State added 30 districts and 74 properties in 2009
Governor Timothy M. Kaine today highlighted Virginia’s ranking as first among the 50 states and U.S. territories for the number of historic districts added to the National Register of Historic Places during federal fiscal year 2009. It is the fifth consecutive year in which Virginia has achieved top ranking for districts listed.
“It’s clear that historic preservation is an economic driver and revitalization tool,” Governor Kaine said. “Listing of historic districts and properties on the state and National Registers promotes the rehabilitation of neighborhoods and enhances community pride.”
In 2009, Virginia added 30 historic districts and 74 individual properties to its thousands of previously-listed places on the Virginia Landmarks Register (the state’s parallel register program) and the National Register.
Virginia also ranked second in the nation in 2009 for the number of individual properties listed on the National Register, according to the National Park Service. The National Register program is managed in Virginia by the Department of Historic Resources, in partnership with property owners and local communities.
These additions cover districts or individual National Register listings in the counties of Amherst, Arlington, Bedford, Caroline, Charlotte, Culpeper, Dinwiddie, Fairfax, Fauquier, Floyd, Franklin, Giles, Gloucester, Goochland, Halifax, Henrico, Henry, Highland, King and Queen, Loudoun, Louisa, Lunenburg, Madison, Mathews, Nelson, Northampton, Northumberland, Orange, Patrick, Pittsylvania, Prince William, Roanoke, Rockbridge, Rockingham, Shenandoah, Smyth, Southampton, Sussex, and Wise; and the cities of Charlottesville, Chesapeake, Danville, Fredericksburg, Hampton, Hopewell, Newport News, Norfolk, Petersburg, Richmond, Salem, Staunton, Suffolk, and Winchester.

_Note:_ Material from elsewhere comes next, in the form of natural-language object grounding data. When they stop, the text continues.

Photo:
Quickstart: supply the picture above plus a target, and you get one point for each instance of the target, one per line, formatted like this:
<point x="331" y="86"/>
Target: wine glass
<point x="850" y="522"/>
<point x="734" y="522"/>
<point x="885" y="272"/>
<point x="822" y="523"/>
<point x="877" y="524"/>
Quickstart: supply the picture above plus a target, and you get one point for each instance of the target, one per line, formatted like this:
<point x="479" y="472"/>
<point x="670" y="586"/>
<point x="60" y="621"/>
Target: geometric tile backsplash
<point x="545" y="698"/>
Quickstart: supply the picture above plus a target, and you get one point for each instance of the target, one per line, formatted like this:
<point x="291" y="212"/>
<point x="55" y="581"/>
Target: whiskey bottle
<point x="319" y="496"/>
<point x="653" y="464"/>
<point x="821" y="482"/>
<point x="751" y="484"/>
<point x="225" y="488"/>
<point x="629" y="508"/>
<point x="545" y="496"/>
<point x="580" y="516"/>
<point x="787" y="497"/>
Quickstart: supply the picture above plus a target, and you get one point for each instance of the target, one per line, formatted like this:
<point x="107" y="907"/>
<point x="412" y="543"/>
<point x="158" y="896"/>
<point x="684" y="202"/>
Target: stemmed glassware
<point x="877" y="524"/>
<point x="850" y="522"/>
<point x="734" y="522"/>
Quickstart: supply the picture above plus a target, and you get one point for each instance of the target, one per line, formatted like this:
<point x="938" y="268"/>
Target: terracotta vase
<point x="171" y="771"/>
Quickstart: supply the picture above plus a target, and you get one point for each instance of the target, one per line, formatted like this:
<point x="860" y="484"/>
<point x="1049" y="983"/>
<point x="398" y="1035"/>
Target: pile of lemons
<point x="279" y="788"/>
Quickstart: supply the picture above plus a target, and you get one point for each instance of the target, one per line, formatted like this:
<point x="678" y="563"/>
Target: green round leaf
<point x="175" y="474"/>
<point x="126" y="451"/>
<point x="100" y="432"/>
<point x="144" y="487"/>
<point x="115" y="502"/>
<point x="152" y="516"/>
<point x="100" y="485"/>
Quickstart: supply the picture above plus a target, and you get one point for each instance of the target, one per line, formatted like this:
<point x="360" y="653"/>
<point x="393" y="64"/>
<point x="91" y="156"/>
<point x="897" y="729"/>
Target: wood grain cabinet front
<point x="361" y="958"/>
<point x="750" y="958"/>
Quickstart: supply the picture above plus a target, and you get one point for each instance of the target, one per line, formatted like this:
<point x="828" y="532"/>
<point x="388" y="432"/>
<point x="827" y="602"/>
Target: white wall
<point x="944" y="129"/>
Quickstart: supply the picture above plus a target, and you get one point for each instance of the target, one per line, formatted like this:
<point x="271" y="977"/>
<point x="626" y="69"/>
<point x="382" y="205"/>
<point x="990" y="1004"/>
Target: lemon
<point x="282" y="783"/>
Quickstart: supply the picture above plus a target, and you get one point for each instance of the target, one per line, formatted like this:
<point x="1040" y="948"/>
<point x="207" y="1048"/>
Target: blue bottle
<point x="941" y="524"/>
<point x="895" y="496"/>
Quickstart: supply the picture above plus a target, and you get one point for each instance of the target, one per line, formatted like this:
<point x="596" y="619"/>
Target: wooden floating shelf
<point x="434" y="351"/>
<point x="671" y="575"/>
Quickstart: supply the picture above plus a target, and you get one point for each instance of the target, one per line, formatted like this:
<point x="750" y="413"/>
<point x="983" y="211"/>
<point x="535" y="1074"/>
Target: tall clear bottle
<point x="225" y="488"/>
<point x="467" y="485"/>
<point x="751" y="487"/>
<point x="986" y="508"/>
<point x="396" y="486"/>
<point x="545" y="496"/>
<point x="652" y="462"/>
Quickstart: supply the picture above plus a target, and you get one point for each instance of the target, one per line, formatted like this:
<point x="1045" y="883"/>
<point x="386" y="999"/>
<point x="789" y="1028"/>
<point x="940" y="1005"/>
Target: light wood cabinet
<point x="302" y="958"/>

These register listings represent the broad range of Virginia’s rich and diverse historic legacy, and include places that recall the Commonwealth’s colonial, agricultural, and manufacturing past, its Native American and African American history, and its commercial, urban, and suburban growth from the late 19th through the mid-20th century.
“These rankings reflect the keen interest of Virginia’s citizens in historic preservation. Virginia property owners and communities continue to lead the nation in seeking formal recognition of our historic neighborhoods, and putting Virginia’s history to work,” said Kathleen S. Kilpatrick, director of the Virginia Department of Historic Resources.
Kilpatrick noted that Virginia has consistently ranked among the top states in listing historic properties for many consecutive years. “We have been #1 nationally since 2005 through 2009, with no fewer than 28 and no more than 30 historic districts. These numbers are a testament to the power of preservation to foster prosperity through historic rehabilitations.”
A National Register listing allows property owners to pursue federal rehabilitation tax credits to restore older buildings for income-producing uses. When paired with state rehabilitation tax credits, which can be more broadly applied to non-income producing properties, property owners may be eligible to receive a 45% return on eligible expenses for the one-time cost of rehabilitating a historic property.
Many of the recent properties listed individually or as contributing to a historic district are making use of tax credit incentives to create residences, assisted living facilities, and commercial and retail spaces.